How Yogi Adityanath has managed India's toughest state - Uttar Pradesh
India Today’s cover story examines the man in the hot seat and his tenure so far.
- Total Shares
A year ago, the BJP stunned the nation with a sweeping victory in the Uttar Pradesh Assembly election, winning 312 of the 403 Vidhan Sabha seats. It was followed by another big surprise when the BJP high command appointed the five-time MP from Gorakhpur, Yogi Adityanath, as chief minister.
He was head of a powerful, if small, temple trust with neither any experience nor any understanding of administering a state as vast and complex as Uttar Pradesh.
There was a subliminal message in his selection by the party. Here was a saffron-clad priest who had a tough-guy image with no family in tow and who embodied Hindutva without having to spell it out.
India Today cover story, Trial by Fire, for April 23, 2018.
He started off well by disciplining the slothful state bureaucracy and cleaning out corruption in the police force. He came across as a no-nonsense administrator who would deal swiftly with the criminal networks that had bedevilled the state. The promise was that he stood for progress for all sections of society.
Recently, three events have taken the sheen off the politician-monk’s image - the alleged cover-up of a rape by a BJP MLA; the open anger of four Dalit MPs from Uttar Pradesh against the treatment of their community; and the defeat of the BJP in two critical by-elections, one of them being in his constituency, Gorakhpur. Last year, more than 600 children died in Gorakhpur and its surrounding districts from encephalitis.
Closure of illegal slaughterhouses caused widespread loss of livelihood and led to the growing menace of stray cattle. State coffers are empty and debt has risen two-and-a-half times in the past 10 years. Unemployment is high - 10 million at last count. And "encounters" have been rising. The police have carried out 1,322 encounters, gunning down 44 alleged criminals in the last one year. Their frequency has led to criticism that several were staged.
Add to this, the Hindutva agenda has been pursued unapologetically, from celebrating Diwali with much pomp and show at Ayodhya to withdrawing 131 cases linked to the 2013 communal riots in Muzaffarnagar and Shamli.
Adityanath has been eloquent in his own defence, even admitting mistakes, blaming “overconfidence” for the defeat in the byelections. But so far he has not shown the ability to correct his errors, choosing to paper over them, whether it was the rather obvious denigration of the Taj Mahal as part of Indian heritage or the consequences of anti-Romeo squads, which seemed more like an extension of the dubious love jihad campaign.
This week, India Today’s cover story examines the man in the hot seat and his tenure so far. It includes an in-depth interview by group editorial director Raj Chengappa, India Today Hindi editor Anshuman Tiwari and assistant editor Ashish Misra, in which Adityanath dismisses Dalit outrage as a “sponsored drama” and insists that he “cannot recite the Hanuman Chalisa at home and wear a skull cap outside just to attract votes”.
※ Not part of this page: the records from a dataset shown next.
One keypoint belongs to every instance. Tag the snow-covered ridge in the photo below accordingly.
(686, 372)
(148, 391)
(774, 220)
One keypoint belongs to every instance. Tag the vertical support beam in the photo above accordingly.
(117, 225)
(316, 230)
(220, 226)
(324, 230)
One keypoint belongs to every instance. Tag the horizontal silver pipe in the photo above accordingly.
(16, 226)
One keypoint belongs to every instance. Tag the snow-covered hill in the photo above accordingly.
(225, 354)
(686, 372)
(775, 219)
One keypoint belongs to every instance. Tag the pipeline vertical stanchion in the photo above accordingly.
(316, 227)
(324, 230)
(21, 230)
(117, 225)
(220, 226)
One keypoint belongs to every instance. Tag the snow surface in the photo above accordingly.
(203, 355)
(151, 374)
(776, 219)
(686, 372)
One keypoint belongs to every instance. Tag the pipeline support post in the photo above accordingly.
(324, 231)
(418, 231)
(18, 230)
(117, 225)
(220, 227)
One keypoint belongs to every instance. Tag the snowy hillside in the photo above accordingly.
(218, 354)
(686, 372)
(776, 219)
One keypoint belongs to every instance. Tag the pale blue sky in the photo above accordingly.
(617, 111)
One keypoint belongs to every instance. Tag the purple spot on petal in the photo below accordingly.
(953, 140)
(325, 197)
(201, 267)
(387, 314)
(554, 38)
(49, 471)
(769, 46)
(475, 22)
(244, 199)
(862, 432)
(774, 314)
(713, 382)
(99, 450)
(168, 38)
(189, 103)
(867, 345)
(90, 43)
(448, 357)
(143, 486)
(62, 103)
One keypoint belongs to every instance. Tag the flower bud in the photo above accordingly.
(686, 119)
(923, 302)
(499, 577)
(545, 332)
It is most unusual to have a monk who is so open about his agenda - he maintains there is no difference between Hindutva and development - run a state with so many problems but so much potential.
“Yogi Adityanath’s personal integrity remains unquestioned and he has pushed hard for transparency and clean dealings in the state,” says Chengappa. “But his inexperience in governance is taking its toll and has been exacerbated by the fact that most of his cabinet colleagues are also newbies.”
It bears repetition that Uttar Pradesh’s population of 220 million is larger than that of Germany and France combined. The BJP’s stunning victory in the general election of 2014 owed a lot to Uttar Pradesh, where the party won 71 of the 80 Lok Sabha seats. Much of that was because of Prime Minister Narendra Modi’s appeal beyond the BJP’s traditional upper caste vote bank to non-Yadavs among the Other Backward Classes and Dalits.
But that fragile alliance built on the promise of sabka saath, sabka vikas looks set to self-destruct now, which doesn’t bode well for the BJP in the 2019 general election.
With the elections barely a year away, the big question is whether the yogi can replicate the 2014 result in this critical state. His benefactors will be watching closely.
(India Today Editor-in-Chief's note for cover story, Trial by Fire; April 23, 2018.)